Sekarang ia akhirnya mengerti.

Wajah gadis itu langsung memerah.

Ia menatap Kevin dan berkata,

“Aku takut, kamu tidak akan peduli. Makanya aku terpaksa melakukan itu. Sekarang bisa lepaskan aku?”

“Penglihatanmu memang buruk. Tadi kau memanggilku suami. Sekarang, aku harus menjalankan kewajibanku sebagai suami,” jawab Kevin dengan santai.

Kalau tadi gadis itu meminta bantuan secara langsung, ia pasti akan menolong tanpa ragu.

Namun gadis itu menggunakan cara seperti itu untuk memanfaatkannya, sehingga Kevin sedikit kesal.

Nagita menyadari ketidakpuasan Kevin.

Bagaimanapun juga, pria ini telah menyelamatkannya.

Walaupun tadi memeluknya dan terlihat seperti sedang mengambil keuntungan, ia tidak melakukan sesuatu yang berlebihan. Jelas bahwa karakter pria ini cukup baik.

Mungkin cara Kevin bersikap sekarang hanyalah bentuk kekesalannya.

Memikirkan hal itu, Nagita memutar pandangan matanya dan berkata dengan manja,

“Dasar menyebalkan. Suami, aku sudah memberikan yang pertama kepadamu. Tentu saja kamu harus bertanggung jawab padaku.”

Tubuh Kevin langsung goyah.

Ia buru-buru melepaskan pelukannya dan berkata,

“Siapa yang mengambil yang pertamamu?! Nona, aku jelaskan dulu. Aku orang baik-baik. Aku tidak merasa leluconmu lucu.”
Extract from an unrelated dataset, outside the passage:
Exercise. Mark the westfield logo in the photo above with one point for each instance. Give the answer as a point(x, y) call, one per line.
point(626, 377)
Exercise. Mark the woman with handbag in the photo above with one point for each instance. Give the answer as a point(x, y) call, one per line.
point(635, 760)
Melihat Kevin kesal, gadis itu langsung memasang ekspresi menyedihkan.

Dengan mata berkaca-kaca ia berkata,

“Pria tak berperasaan. Ini pertama kalinya aku memanggil seseorang sebagai suami. Itu berarti aku sudah memberikan yang pertama kepadamu. Tapi sekarang kamu memperlakukanku seperti ini...”

Sambil berbicara, ia pura-pura mengusap air mata.

“Jadi maksudmu itu!”

Kevin memutar pandangannya tanpa daya.

Ternyata yang dimaksud gadis itu adalah hal tersebut.

Gadis itu mendengus marah.

“Karena aku sudah memberikan yang pertama kepadamu, kamu harus bertanggung jawab. Masa kamu pria yang tidak bertanggung jawab?”

“Baiklah, sebenarnya apa yang kau inginkan?” tanya Kevin pasrah.

Mengapa semua orang yang ia temui hari ini begitu sulit dipahami?

Melihat rencananya berhasil, Nagita langsung tersenyum cerah. Air matanya menghilang seketika.

“Kamu tidak boleh menarik kembali kata-katamu!”

Melihat sorot mata liciknya, Kevin langsung tahu bahwa gadis ini sedang mempermainkannya.

Nagita lalu berkata dengan riang,

“Kamu jago berkelahi dan juga sudah mendapatkan yang pertamaku. Mulai sekarang kamu harus berada di sisiku dan melindungiku, oke?”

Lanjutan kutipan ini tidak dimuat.